Indeed, in a 2013 position paper, ANSM said it was not recommended to switch a patient from one biological drug to another, and that "multiple or frequent changes between medicines declared to be similar (including the reference drug) could expose [the patient] to a higher risk of immunological response against the protein of therapeutic interest and make it difficult to monitor undesirable effects, in particular of immune origin". ANSM said it therefore recommended that, as far as possible, the patient should be treated with the same product "without making changes treatments within a biosimilar family".

Ireland

More recently, the Irish Health Products Regulatory Authority (HPRA) has put out for consultation a guide to biosimilars for healthcare professionals and patients addressing all aspects relating to biosimilars, including interchangeability, which the draft guide says "has been an area of much debate". As biosimilar medicines cannot be treated in the same way as generic medicines, "prescribing practices and interchangeability between medicines needs to be carefully considered", it says.

While noting that prescribing practices are at the discretion of healthcare professionals, the guide does not recommend that patients are switched "back and forth" between a biosimilar and the reference medicinal product, although it does acknowledge that switches may happen. "It is recommended that there is consultation between prescribers, pharmacists and procurement staff in relation to deciding on treatment preferences for using a reference or a biosimilar medicine."

In the hospital setting, it is important that for biological medicines including biosimilars, there is on-going engagement between prescribers, dispensers, and those with responsibility for procurement. "This will ensure that as a greater number of biosimilar medicines continue to be brought onto the marketplace, prescribing and procurement practices remain aligned in terms of ensuring the best patient outcomes."

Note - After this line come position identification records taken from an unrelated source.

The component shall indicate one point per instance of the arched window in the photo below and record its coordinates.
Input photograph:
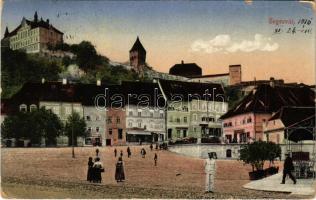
(23, 108)
(33, 107)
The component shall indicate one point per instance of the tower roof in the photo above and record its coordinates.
(137, 46)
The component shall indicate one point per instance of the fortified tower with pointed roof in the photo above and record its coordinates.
(137, 56)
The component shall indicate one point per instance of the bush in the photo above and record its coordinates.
(210, 140)
(258, 152)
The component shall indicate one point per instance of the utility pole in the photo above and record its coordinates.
(72, 128)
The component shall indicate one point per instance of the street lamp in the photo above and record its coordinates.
(72, 127)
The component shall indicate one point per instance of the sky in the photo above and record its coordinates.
(213, 34)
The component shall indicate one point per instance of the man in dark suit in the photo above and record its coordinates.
(288, 168)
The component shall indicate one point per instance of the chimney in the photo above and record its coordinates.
(64, 81)
(272, 82)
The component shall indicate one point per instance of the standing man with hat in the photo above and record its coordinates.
(210, 170)
(288, 168)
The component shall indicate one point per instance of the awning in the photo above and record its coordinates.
(138, 132)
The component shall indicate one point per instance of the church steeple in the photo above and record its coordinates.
(35, 17)
(137, 56)
(6, 33)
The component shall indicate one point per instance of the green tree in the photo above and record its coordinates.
(33, 125)
(75, 125)
(49, 125)
(258, 152)
(86, 55)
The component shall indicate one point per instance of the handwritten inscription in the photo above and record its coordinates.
(291, 26)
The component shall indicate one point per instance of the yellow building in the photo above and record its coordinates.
(33, 36)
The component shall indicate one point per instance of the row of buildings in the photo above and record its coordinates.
(170, 110)
(131, 111)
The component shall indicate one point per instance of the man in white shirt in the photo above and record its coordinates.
(210, 170)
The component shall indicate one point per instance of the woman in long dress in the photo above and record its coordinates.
(119, 172)
(97, 166)
(90, 173)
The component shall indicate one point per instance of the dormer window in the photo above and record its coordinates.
(33, 107)
(23, 108)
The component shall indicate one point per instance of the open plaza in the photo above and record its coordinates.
(53, 173)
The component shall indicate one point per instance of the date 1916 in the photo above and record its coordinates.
(303, 26)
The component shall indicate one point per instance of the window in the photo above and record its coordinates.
(33, 107)
(185, 108)
(89, 129)
(170, 133)
(184, 133)
(170, 119)
(178, 133)
(130, 124)
(23, 108)
(120, 133)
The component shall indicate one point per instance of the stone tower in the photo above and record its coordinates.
(137, 57)
(234, 74)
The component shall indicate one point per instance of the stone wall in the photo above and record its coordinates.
(202, 150)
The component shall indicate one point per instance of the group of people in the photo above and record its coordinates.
(94, 170)
(210, 170)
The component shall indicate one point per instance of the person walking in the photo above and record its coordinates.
(97, 152)
(121, 154)
(90, 174)
(210, 170)
(129, 153)
(155, 159)
(288, 168)
(119, 171)
(151, 146)
(98, 169)
(143, 152)
(115, 152)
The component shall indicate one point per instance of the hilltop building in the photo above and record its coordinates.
(33, 36)
(137, 57)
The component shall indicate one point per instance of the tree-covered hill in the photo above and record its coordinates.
(18, 67)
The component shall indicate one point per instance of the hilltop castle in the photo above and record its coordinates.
(33, 36)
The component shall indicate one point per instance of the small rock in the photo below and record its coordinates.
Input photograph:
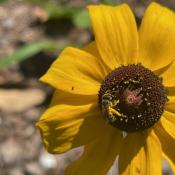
(20, 100)
(11, 151)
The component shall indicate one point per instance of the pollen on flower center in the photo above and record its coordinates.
(132, 98)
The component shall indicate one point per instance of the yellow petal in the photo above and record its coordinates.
(170, 105)
(157, 37)
(169, 76)
(115, 33)
(64, 127)
(168, 122)
(98, 156)
(140, 155)
(62, 97)
(75, 71)
(165, 130)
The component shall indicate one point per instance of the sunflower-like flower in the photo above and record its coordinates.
(116, 96)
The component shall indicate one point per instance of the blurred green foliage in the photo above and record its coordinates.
(27, 51)
(55, 11)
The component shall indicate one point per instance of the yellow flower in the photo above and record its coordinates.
(110, 96)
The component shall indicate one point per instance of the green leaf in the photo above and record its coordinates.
(26, 52)
(81, 19)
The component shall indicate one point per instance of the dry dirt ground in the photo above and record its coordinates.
(23, 98)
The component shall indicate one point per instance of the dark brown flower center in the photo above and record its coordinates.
(132, 98)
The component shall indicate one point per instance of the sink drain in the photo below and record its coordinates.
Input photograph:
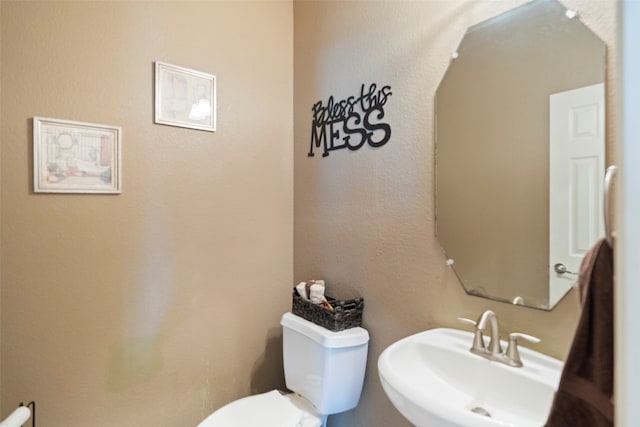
(481, 411)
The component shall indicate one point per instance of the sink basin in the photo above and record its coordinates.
(433, 380)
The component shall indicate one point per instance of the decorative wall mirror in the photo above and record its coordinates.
(520, 154)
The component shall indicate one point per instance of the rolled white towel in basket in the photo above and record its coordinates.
(17, 417)
(313, 291)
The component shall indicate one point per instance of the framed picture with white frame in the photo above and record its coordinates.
(184, 97)
(76, 157)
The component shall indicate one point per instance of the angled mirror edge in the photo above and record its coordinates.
(605, 70)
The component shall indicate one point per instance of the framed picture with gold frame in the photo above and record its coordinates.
(76, 157)
(184, 97)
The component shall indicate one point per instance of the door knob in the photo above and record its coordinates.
(560, 268)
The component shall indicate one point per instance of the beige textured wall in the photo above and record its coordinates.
(364, 220)
(153, 307)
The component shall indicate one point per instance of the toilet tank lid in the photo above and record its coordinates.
(347, 338)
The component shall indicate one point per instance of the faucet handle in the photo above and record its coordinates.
(478, 346)
(467, 321)
(512, 353)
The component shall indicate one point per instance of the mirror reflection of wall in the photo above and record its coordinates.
(492, 147)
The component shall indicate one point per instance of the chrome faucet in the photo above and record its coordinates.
(495, 348)
(494, 352)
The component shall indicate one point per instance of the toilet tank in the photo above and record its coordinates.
(325, 367)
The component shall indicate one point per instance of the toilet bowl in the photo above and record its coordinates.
(323, 369)
(271, 409)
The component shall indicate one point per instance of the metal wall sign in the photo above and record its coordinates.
(352, 122)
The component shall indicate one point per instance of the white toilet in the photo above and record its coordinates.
(324, 369)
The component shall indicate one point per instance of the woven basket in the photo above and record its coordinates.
(346, 314)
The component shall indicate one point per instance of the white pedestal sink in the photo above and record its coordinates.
(434, 381)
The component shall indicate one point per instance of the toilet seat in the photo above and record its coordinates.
(270, 409)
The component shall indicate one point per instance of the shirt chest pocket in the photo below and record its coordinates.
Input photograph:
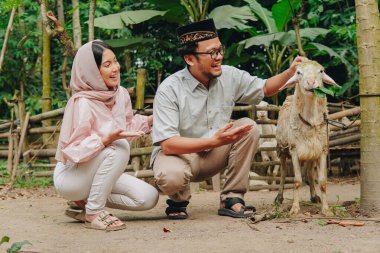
(223, 114)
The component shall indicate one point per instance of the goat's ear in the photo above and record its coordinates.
(290, 83)
(328, 80)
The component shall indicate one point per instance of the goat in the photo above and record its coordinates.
(268, 129)
(302, 132)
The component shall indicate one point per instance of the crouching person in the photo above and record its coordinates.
(93, 149)
(192, 131)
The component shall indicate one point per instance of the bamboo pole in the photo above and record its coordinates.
(46, 115)
(19, 149)
(47, 129)
(345, 140)
(140, 89)
(10, 150)
(345, 113)
(269, 187)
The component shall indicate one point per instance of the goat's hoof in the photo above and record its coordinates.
(279, 199)
(327, 212)
(315, 199)
(294, 211)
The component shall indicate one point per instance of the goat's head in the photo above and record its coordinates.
(309, 75)
(262, 114)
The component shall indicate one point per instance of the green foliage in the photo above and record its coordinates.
(229, 17)
(15, 246)
(283, 12)
(4, 239)
(24, 180)
(263, 28)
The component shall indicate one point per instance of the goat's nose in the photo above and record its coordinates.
(311, 82)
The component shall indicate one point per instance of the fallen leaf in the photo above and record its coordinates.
(166, 230)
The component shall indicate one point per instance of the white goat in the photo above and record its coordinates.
(268, 129)
(301, 132)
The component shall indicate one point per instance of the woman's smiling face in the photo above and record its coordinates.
(110, 69)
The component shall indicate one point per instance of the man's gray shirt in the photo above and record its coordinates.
(184, 107)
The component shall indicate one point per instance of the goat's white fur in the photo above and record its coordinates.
(301, 132)
(268, 129)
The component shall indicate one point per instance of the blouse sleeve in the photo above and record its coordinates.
(84, 143)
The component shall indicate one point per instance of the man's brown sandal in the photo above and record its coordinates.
(228, 211)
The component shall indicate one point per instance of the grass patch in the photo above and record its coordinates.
(25, 178)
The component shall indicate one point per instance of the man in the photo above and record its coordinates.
(192, 134)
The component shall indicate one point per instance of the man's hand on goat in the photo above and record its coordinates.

To facilitate traceability, any biological medicine prescribed, dispensed or sold should be clearly identifiable (brand name or INN accompanied by the name of the marketing authorisation holder) and the batch number supplied documented, the guide recommends. "This will also ensure that substitution of biosimilar medicines does not inadvertently occur when the medicine is prescribed and dispensed by the pharmacist." The draft guide was released for consultation on 10 April, with comments to be in by 22 May.

Norswitch study

In Norway (which is a non-EU country but tends to follow EU legislation and guidance), the government-funded Norswitch study is assessing the safety and efficacy of switching from Janssen's Remicade (infliximab) to the biosimilar version, Celltrion's Remsima, in patients with any of the approved indications (rheumatoid arthritis, spondyloarthritis, psoriatic arthritis, ulcerative colitis, Crohn's disease and chronic plaque psoriasis). The randomized, double-blind, parallel-group study, involving some 500 patients, began in October last year, with an expected primary completion date of April 2016.

The EGA's Ms Kox also noted that a number of studies had already been carried out on switching, including a 2013 study on the growth hormone somatropin that showed patients were successfully switched with no negative impact on growth and no serious or unexpected adverse drug reactions. A 2012 article by Ebbers et al, she said, had concluded that data on switching was scarce but that it seemed to happen most often with EPOs, and the authors found no evidence from clinical trial or post-marketing data to show that switching among biological medicines caused any safety concerns. She also cited Dr Kurki's article in the GABI journal.